By the time I got home 2 days later I was in my sweet spot and ready to embrace whatever the Lord said was mine to do and there were 11 of us booked out for Ireland 2020. With my bags emptied and stowed I grabbed my Bible and journal and sat down at my desk. Raising my eyes I looked to the picture above my desk. In my heart that is me. A long, dark- haired woman walking on the beach at dusk looking to her right like she is conversing with a friend though she is very much alone.
The scripture above her reads, ‘God is in the midst of her, she will not be moved.’
Oh but I had tried to move.
Dropping my eyes, my eyes fell to the sticky notes that I placed there in the winter of 2017 as God had begun walking me out of my mourning, toward something. I had initially stuck them there because I was having head issues and so I had had to keep revisiting the same things. So this time I wrote them out and stuck them where I would quickly remember instead of having to reconstruct it all.
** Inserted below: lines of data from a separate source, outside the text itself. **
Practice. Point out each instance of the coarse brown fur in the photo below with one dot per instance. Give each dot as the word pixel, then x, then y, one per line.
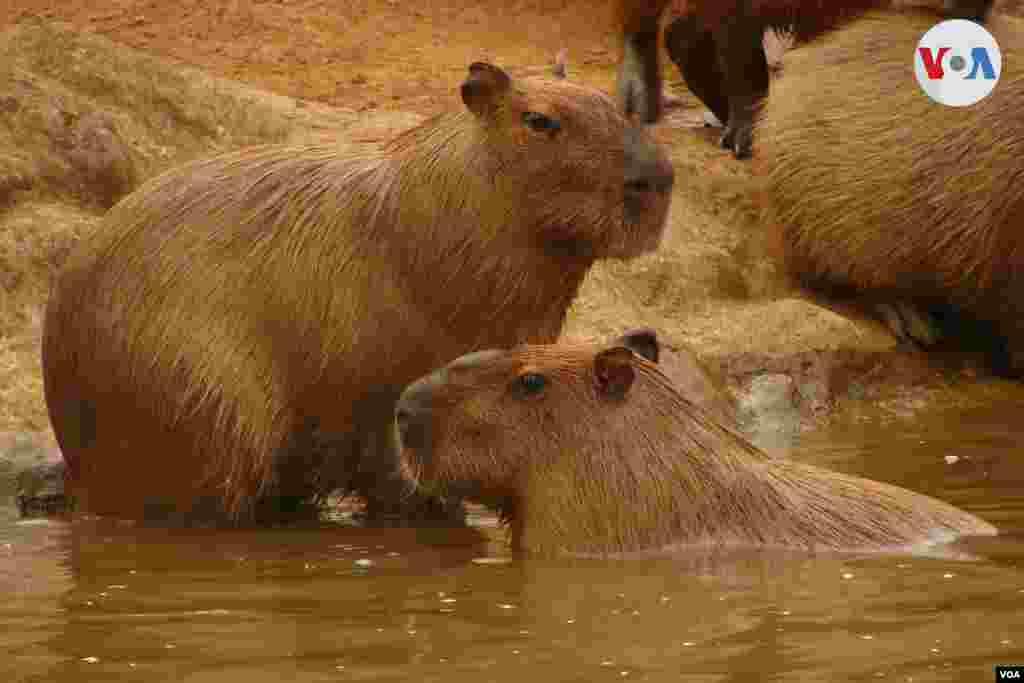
pixel 881 194
pixel 717 45
pixel 233 336
pixel 607 457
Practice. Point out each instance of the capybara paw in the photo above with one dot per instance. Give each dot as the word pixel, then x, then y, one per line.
pixel 414 511
pixel 742 144
pixel 727 138
pixel 909 324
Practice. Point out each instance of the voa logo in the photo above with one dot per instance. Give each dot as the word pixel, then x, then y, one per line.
pixel 957 62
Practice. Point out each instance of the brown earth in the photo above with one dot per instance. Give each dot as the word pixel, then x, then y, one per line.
pixel 84 120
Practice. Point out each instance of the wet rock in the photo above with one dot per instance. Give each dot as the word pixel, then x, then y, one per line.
pixel 32 470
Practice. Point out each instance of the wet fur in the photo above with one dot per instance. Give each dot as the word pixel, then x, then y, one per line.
pixel 576 471
pixel 880 194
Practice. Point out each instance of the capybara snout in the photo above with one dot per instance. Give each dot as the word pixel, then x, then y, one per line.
pixel 647 167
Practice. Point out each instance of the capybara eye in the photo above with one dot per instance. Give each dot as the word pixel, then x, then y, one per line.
pixel 530 383
pixel 541 123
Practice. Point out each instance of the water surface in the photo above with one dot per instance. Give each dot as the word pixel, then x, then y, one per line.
pixel 96 600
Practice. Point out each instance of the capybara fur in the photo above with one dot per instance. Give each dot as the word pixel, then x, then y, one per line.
pixel 882 195
pixel 591 450
pixel 229 343
pixel 718 48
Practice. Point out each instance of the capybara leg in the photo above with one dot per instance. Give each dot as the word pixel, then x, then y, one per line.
pixel 691 48
pixel 639 81
pixel 744 66
pixel 909 324
pixel 391 499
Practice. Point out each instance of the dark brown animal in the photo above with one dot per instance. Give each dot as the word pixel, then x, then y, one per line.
pixel 230 342
pixel 591 450
pixel 718 47
pixel 881 195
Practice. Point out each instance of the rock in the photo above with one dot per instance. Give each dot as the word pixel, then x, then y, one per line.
pixel 32 469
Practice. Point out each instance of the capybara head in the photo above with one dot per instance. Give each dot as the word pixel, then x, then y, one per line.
pixel 590 449
pixel 597 184
pixel 475 424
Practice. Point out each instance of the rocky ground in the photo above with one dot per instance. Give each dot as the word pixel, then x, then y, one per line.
pixel 97 96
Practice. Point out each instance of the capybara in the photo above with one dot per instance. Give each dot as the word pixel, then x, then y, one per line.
pixel 230 342
pixel 591 450
pixel 718 47
pixel 882 195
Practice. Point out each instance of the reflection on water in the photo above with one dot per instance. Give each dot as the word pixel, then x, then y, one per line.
pixel 100 601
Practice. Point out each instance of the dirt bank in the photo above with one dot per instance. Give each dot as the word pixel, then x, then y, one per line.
pixel 84 120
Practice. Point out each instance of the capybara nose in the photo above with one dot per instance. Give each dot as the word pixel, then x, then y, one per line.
pixel 647 168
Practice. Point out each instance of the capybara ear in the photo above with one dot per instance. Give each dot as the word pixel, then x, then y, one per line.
pixel 483 87
pixel 613 372
pixel 558 69
pixel 642 341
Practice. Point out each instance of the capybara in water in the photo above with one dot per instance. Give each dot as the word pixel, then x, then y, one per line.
pixel 882 195
pixel 231 340
pixel 591 450
pixel 718 47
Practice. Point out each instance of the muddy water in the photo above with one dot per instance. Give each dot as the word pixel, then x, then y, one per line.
pixel 98 601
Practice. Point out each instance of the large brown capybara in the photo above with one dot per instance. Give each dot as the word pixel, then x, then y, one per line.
pixel 882 196
pixel 718 47
pixel 591 450
pixel 230 342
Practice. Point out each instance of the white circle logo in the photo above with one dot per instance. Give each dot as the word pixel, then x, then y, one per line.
pixel 957 62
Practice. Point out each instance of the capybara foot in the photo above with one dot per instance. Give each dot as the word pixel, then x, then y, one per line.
pixel 282 509
pixel 909 324
pixel 711 121
pixel 41 491
pixel 414 510
pixel 738 139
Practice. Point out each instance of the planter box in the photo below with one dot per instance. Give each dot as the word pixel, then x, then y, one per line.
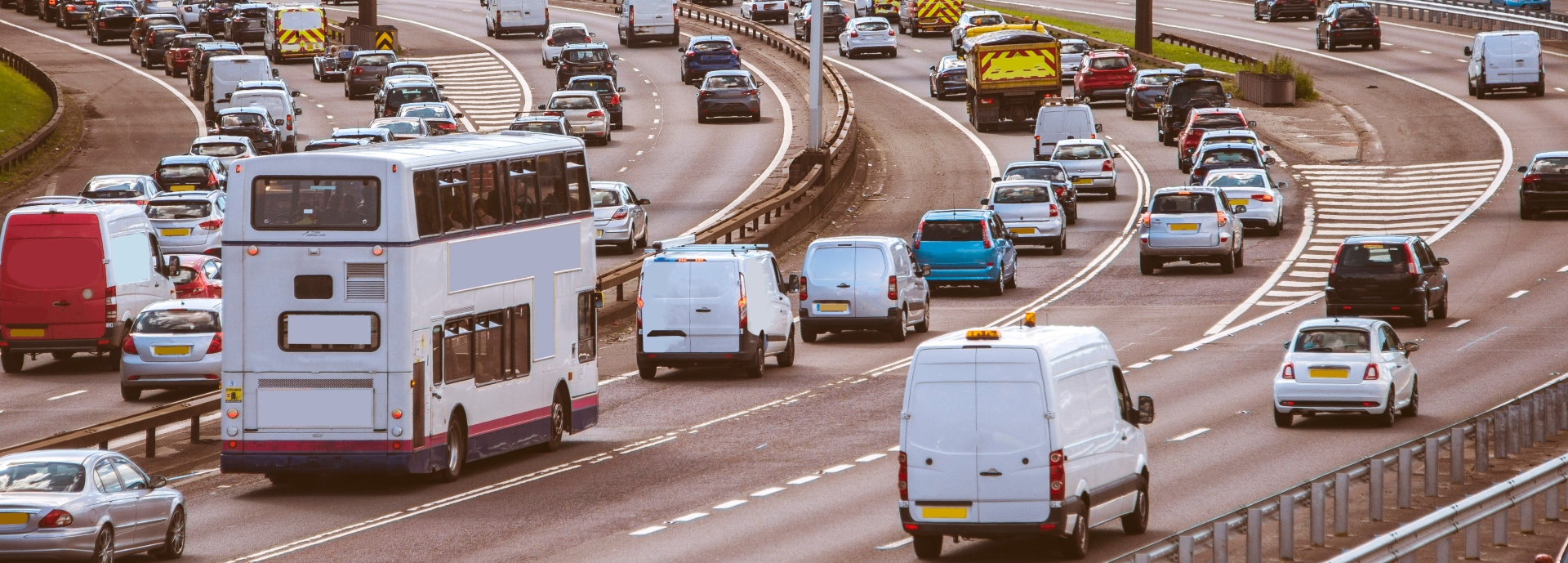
pixel 1267 88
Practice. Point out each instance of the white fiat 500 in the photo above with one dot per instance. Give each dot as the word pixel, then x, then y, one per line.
pixel 1346 366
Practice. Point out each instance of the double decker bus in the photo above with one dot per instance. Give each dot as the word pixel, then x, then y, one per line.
pixel 407 308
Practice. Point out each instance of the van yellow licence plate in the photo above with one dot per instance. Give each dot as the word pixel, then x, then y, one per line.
pixel 1329 373
pixel 944 512
pixel 172 350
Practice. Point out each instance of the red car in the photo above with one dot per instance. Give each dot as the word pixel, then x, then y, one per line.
pixel 1104 74
pixel 1201 121
pixel 177 58
pixel 199 276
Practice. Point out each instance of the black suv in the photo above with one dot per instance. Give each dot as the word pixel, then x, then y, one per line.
pixel 582 60
pixel 1346 24
pixel 1274 10
pixel 1388 275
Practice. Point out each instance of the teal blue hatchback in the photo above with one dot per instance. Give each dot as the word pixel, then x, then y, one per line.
pixel 966 247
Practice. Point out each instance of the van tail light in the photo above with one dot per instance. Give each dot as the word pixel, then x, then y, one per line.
pixel 1058 476
pixel 903 476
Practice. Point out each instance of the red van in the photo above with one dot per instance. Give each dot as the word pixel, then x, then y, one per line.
pixel 73 278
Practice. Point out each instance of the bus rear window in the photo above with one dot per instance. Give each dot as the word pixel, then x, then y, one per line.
pixel 315 204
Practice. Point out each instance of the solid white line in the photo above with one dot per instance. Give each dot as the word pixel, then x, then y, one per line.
pixel 196 112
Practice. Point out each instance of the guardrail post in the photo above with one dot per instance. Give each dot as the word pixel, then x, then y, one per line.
pixel 1402 486
pixel 1341 504
pixel 1254 535
pixel 1375 491
pixel 1317 513
pixel 1286 527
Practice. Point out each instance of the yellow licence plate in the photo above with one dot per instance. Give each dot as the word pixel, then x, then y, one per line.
pixel 1329 373
pixel 944 512
pixel 172 350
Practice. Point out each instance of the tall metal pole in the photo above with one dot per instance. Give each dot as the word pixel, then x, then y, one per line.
pixel 814 132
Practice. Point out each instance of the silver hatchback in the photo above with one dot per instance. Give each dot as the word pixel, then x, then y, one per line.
pixel 1194 225
pixel 87 505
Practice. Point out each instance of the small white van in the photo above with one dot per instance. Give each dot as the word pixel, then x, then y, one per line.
pixel 712 305
pixel 1065 121
pixel 1506 60
pixel 516 16
pixel 1021 431
pixel 648 20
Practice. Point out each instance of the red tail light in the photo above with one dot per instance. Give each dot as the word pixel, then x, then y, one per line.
pixel 1058 476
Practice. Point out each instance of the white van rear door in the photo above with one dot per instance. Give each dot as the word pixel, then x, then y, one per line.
pixel 940 435
pixel 1012 445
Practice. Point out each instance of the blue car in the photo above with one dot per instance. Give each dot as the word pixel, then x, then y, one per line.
pixel 966 247
pixel 707 52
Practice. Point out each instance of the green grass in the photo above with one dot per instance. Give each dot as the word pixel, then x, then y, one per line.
pixel 25 110
pixel 1126 38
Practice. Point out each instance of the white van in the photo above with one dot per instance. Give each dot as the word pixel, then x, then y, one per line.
pixel 862 284
pixel 225 76
pixel 74 276
pixel 516 16
pixel 1506 60
pixel 648 20
pixel 1021 431
pixel 1065 121
pixel 712 305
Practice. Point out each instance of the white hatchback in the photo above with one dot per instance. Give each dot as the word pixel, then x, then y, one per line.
pixel 1348 366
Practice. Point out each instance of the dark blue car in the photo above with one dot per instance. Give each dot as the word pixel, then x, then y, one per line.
pixel 707 52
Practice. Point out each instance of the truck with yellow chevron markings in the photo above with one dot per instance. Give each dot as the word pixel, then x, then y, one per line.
pixel 295 32
pixel 1010 74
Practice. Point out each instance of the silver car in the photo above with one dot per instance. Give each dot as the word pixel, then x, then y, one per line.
pixel 1092 165
pixel 175 344
pixel 1194 225
pixel 618 215
pixel 189 221
pixel 87 505
pixel 582 112
pixel 1254 189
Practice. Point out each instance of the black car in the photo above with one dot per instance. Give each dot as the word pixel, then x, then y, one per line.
pixel 1274 10
pixel 1344 24
pixel 190 173
pixel 579 60
pixel 947 78
pixel 112 22
pixel 608 93
pixel 196 73
pixel 1184 95
pixel 1388 275
pixel 255 123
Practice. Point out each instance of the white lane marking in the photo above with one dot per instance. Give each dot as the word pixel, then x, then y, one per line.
pixel 651 529
pixel 1187 435
pixel 196 112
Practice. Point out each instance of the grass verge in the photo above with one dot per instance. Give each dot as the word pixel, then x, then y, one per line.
pixel 1126 38
pixel 25 110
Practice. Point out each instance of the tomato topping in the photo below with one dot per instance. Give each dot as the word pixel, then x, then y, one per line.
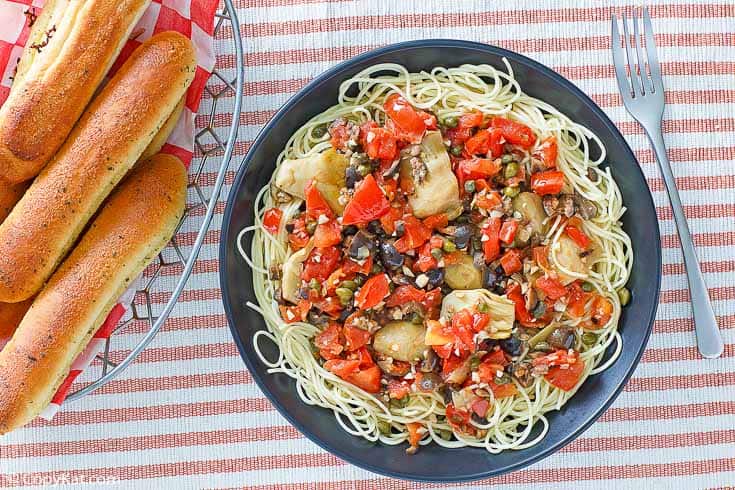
pixel 551 287
pixel 329 341
pixel 491 239
pixel 328 234
pixel 367 204
pixel 355 337
pixel 514 132
pixel 375 290
pixel 549 182
pixel 508 231
pixel 547 152
pixel 511 261
pixel 408 121
pixel 272 220
pixel 415 234
pixel 602 310
pixel 379 143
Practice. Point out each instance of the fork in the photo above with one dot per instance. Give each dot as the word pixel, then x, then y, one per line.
pixel 643 96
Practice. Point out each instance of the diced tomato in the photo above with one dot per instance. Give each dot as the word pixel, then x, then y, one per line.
pixel 523 316
pixel 511 261
pixel 566 378
pixel 328 234
pixel 575 232
pixel 602 310
pixel 551 287
pixel 436 221
pixel 315 203
pixel 405 294
pixel 547 152
pixel 330 341
pixel 355 337
pixel 368 203
pixel 411 124
pixel 549 182
pixel 398 389
pixel 415 234
pixel 296 313
pixel 375 290
pixel 320 263
pixel 272 220
pixel 508 231
pixel 491 239
pixel 379 143
pixel 514 132
pixel 503 390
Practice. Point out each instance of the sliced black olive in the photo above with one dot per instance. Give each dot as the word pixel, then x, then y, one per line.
pixel 436 277
pixel 390 256
pixel 562 338
pixel 512 346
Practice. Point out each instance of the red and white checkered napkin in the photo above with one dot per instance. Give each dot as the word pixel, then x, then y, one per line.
pixel 194 19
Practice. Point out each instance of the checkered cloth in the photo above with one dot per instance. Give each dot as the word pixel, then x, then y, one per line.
pixel 187 414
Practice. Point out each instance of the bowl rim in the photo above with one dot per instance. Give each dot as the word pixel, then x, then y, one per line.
pixel 336 70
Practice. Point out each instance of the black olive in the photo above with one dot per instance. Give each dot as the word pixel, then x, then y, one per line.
pixel 436 277
pixel 512 346
pixel 462 236
pixel 352 176
pixel 561 338
pixel 390 256
pixel 361 246
pixel 489 278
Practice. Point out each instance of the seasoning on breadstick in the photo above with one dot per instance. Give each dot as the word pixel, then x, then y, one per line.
pixel 71 46
pixel 113 132
pixel 130 230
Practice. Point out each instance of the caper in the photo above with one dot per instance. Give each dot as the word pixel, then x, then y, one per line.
pixel 624 296
pixel 588 338
pixel 450 122
pixel 344 295
pixel 449 246
pixel 511 170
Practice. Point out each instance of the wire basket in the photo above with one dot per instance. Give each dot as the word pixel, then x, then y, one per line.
pixel 169 273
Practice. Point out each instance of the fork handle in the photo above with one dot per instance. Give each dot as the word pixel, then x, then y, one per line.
pixel 709 339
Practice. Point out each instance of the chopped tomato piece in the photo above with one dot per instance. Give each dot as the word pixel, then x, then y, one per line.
pixel 320 263
pixel 508 231
pixel 272 220
pixel 375 290
pixel 328 234
pixel 566 377
pixel 549 182
pixel 491 239
pixel 368 203
pixel 547 152
pixel 514 132
pixel 551 287
pixel 410 123
pixel 511 261
pixel 415 234
pixel 355 337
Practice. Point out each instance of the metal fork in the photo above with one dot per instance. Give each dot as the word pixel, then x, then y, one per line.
pixel 643 96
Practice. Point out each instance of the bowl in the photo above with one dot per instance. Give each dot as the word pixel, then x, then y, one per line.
pixel 432 462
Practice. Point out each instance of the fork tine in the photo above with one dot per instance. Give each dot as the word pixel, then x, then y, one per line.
pixel 653 65
pixel 639 56
pixel 634 80
pixel 619 60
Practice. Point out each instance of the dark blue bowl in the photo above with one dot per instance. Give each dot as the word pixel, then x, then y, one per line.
pixel 434 463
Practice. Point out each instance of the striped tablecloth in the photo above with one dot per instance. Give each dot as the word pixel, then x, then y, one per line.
pixel 188 415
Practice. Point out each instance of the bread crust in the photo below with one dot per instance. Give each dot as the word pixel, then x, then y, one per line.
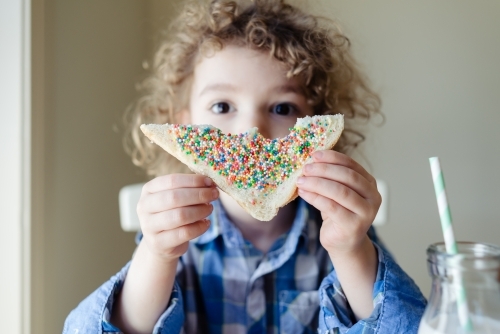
pixel 261 204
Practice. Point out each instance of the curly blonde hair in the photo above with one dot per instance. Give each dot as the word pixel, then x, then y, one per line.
pixel 320 53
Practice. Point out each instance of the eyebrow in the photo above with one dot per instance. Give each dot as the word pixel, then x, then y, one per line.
pixel 228 87
pixel 218 87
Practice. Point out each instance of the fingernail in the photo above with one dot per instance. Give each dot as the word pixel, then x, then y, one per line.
pixel 208 181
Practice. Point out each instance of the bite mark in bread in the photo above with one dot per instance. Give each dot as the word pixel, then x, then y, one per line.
pixel 259 173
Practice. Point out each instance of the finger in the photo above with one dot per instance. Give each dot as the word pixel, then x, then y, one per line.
pixel 172 219
pixel 336 192
pixel 175 181
pixel 176 198
pixel 337 158
pixel 346 176
pixel 327 206
pixel 169 239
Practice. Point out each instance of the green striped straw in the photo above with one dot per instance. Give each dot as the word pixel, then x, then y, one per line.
pixel 449 238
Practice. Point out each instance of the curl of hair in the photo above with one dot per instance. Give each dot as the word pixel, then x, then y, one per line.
pixel 309 46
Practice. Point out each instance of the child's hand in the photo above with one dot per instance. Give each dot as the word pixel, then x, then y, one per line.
pixel 347 196
pixel 172 210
There were options and questions like: Where should I live? What are my expenses? How will I provide for myself financially? How will I minister without Lenny? What is ideal vs reality? What else would I need to surrender?
Some of the questions had an X through them as God said, ‘No.’
Some had another sticky note over them with a date and one word: ANSWERED.
But as I sat there the notes that caught my eyes were the promises He had spoken to me in moments of stillness… in the silence of my quiet times:
Write the book and make disciples.
December 19, 2017 It is not about your plans or thoughts, Sherry. It’s My purposes and plans. I’ve got you in this.
WRITE. Write the book!
Mardi Gras Missions, Vieux Carre Baptist Church, Tom Builderback
Return to Ireland: 3 teams, Bible Study, discipleship and intentional evangelism
There it was, a beautiful reminder from God that He wasn’t calling me to a new thing but was continuing to forge me to walk into the original plans and purposes. The ones He had shared in the months following Lenny’s death.
Circumstances change. We change. But God is faithful. His words are eternal and true and that includes the ones in the Bible, as well as, the ones His Spirit speaks to our hearts… in the silence.